3.9 Running the server
The functionality of the server should be defined in one Prolog file (of course this file is allowed to load other files). Depending on the wanted server setup this `body' is wrapped into a small Prolog file combining the body with the appropriate server interface. There are three supported server-setups. For most applications we advice the multi-threaded server. Examples of this server architecture are the PlDoc documentation system and the SeRQL Semantic Web server infrastructure.
All the server setups may be wrapped in a reverse proxy to make them available from the public web-server as described in section 3.9.7.
- Using
library(thread_httpd)for a multi-threaded server
This server exploits the multi-threaded version of SWI-Prolog, running the users body code parallel from a pool of worker threads. As it avoids the state engine and copying required in the event-driven server it is generally faster and capable to handle multiple requests concurrently.This server is harder to debug due to the involved threading, although the GUI tracer provides reasonable support for multi-threaded applications using the tspy/1 command. It can provide fast communication to multiple clients and can be used for more demanding servers.
- Using
library(xpce_httpd)for an event-driven server
This approach provides a single-threaded event-driven application. The clients talk to XPCE sockets that collect an HTTP request. The server infra-structure can talk to multiple clients simultaneously, but once a request is complete the wrappers call the user's goal and blocks all further activity until the request is handled. Requests from multiple clients are thus fully serialised in one Prolog process.This server setup is very suitable for debugging as well as embedded server in simple applications in a fairly controlled environment.
- Using
library(inetd_httpd)for server-per-client
In this setup the Unix inetd user-daemon is used to initialise a server for each connection. This approach is especially suitable for servers that have a limited startup-time. In this setup a crashing client does not influence other requests.This server is very hard to debug as the server is not connected to the user environment. It provides a robust implementation for servers that can be started quickly.
3.9.1 Common server interface options
All the server interfaces provide http_server(:Goal, +Options)
to create the server. The list of options differ, but the servers share
common options:
- port(?Port)
- Specify the port to listen to for stand-alone servers. Port is either an integer or unbound. If unbound, it is unified to the selected free port.
3.9.2 Multi-threaded Prolog
The library(http/thread_httpd.pl) provides the
infrastructure to manage multiple clients using a pool of worker-threads.

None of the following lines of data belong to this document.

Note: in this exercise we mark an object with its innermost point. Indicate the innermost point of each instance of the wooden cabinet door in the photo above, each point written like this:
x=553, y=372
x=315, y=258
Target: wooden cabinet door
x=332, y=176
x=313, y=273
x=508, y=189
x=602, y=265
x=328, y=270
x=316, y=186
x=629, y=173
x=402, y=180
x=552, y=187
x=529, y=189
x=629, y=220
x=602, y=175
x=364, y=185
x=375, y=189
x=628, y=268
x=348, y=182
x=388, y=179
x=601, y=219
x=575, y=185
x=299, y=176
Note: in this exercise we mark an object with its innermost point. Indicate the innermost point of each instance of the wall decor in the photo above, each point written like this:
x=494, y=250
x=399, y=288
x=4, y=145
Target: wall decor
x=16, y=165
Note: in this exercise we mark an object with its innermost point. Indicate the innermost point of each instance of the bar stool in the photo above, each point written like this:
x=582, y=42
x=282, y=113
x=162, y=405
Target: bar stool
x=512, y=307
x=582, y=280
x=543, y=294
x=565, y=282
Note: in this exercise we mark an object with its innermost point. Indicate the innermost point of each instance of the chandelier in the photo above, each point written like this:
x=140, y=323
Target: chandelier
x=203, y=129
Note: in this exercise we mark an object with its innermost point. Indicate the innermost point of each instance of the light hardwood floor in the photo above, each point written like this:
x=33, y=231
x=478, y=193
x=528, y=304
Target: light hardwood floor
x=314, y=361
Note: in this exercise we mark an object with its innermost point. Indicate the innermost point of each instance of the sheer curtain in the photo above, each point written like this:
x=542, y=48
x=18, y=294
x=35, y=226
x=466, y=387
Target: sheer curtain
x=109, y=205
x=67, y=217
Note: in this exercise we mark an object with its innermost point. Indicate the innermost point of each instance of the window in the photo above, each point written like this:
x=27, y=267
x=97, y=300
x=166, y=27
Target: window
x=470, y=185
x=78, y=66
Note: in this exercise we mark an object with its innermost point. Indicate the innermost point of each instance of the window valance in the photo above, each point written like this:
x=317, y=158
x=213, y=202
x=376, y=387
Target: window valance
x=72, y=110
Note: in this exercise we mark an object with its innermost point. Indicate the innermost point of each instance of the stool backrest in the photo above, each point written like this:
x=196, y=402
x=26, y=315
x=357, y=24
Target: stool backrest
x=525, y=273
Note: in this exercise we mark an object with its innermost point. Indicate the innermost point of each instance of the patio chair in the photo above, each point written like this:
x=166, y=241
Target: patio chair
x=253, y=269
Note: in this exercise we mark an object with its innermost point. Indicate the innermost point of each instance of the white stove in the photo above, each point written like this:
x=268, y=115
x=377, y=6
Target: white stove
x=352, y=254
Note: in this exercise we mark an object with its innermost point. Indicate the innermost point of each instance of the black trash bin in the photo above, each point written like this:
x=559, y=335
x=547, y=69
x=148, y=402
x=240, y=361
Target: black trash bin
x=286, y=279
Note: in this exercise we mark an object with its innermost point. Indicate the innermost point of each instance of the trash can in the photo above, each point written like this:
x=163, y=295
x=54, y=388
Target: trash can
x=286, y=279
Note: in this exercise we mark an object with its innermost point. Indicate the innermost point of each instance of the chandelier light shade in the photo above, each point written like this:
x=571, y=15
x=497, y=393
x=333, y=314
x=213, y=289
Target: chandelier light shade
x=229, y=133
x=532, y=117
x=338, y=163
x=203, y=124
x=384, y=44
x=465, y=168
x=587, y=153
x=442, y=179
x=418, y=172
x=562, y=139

This realises a popular server design, also seen in Java Tomcat and
Microsoft .NET. As a single persistent server process maintains
communication to all clients startup time is not an important issue and
the server can easily maintain state-information for all clients.
In addition to the functionality provided by the other (XPCE and
inetd) servers, the threaded server can also be used to realise an HTTPS
server exploiting the library(ssl) library. See option
ssl(+SSLOptions) below.
- http_server(:Goal, +Options)
- Create the server. Options must provide the
port(?Port)option to specify the port the server should listen to. If Port is unbound an arbitrary free port is selected and Port is unified to this port-number. The server consists of a small Prolog thread accepting new connection on Port and dispatching these to a pool of workers. Defined Options are:- port(?Port)
- Port the server should listen to. If unbound Port is unified with the selected free port.
- workers(+N)
- Defines the number of worker threads in the pool. Default is to use two workers. Choosing the optimal value for best performance is a difficult task depending on the number of CPUs in your system and how much resources are required for processing a request. Too high numbers makes your system switch too often between threads or even swap if there is not enough memory to keep all threads in memory, while a too low number causes clients to wait unnecessary for other clients to complete. See also http_workers/2.
- timeout(+SecondsOrInfinite)
- Determines the maximum period of inactivity handling a request. If no
data arrives within the specified time since the last data arrived the
connection raises an exception, the worker discards the client and
returns to the pool-queue for a new client. Default is
infinite, making each worker wait forever for a request to complete. Without a timeout, a worker may wait forever on an a client that doesn't complete its request. - keep_alive_timeout(+SecondsOrInfinite)
- Maximum time to wait for new activity on Keep-Alive connections. Choosing the correct value for this parameter is hard. Disabling Keep-Alive is bad for performance if the clients request multiple documents for a single page. This may ---for example-- be caused by HTML frames, HTML pages with images, associated CSS files, etc. Keeping a connection open in the threaded model however prevents the thread servicing the client servicing other clients. The default is 5 seconds.
- local(+KBytes)
- Size of the local-stack for the workers. Default is taken from the commandline option.
- global(+KBytes)
- Size of the global-stack for the workers. Default is taken from the commandline option.
- trail(+KBytes)
- Size of the trail-stack for the workers. Default is taken from the commandline option.
- ssl(+SSLOptions)
- Use SSL (Secure Socket Layer) rather than plan TCP/IP. A server created
this way is accessed using the
https://protocol. SSL allows for encrypted communication to avoid others from tapping the wire as well as improved authentication of client and server. The SSLOptions option list is passed to ssl_init/3. The port option of the main option list is forwarded to the SSL layer. See thelibrary(ssl)library for details.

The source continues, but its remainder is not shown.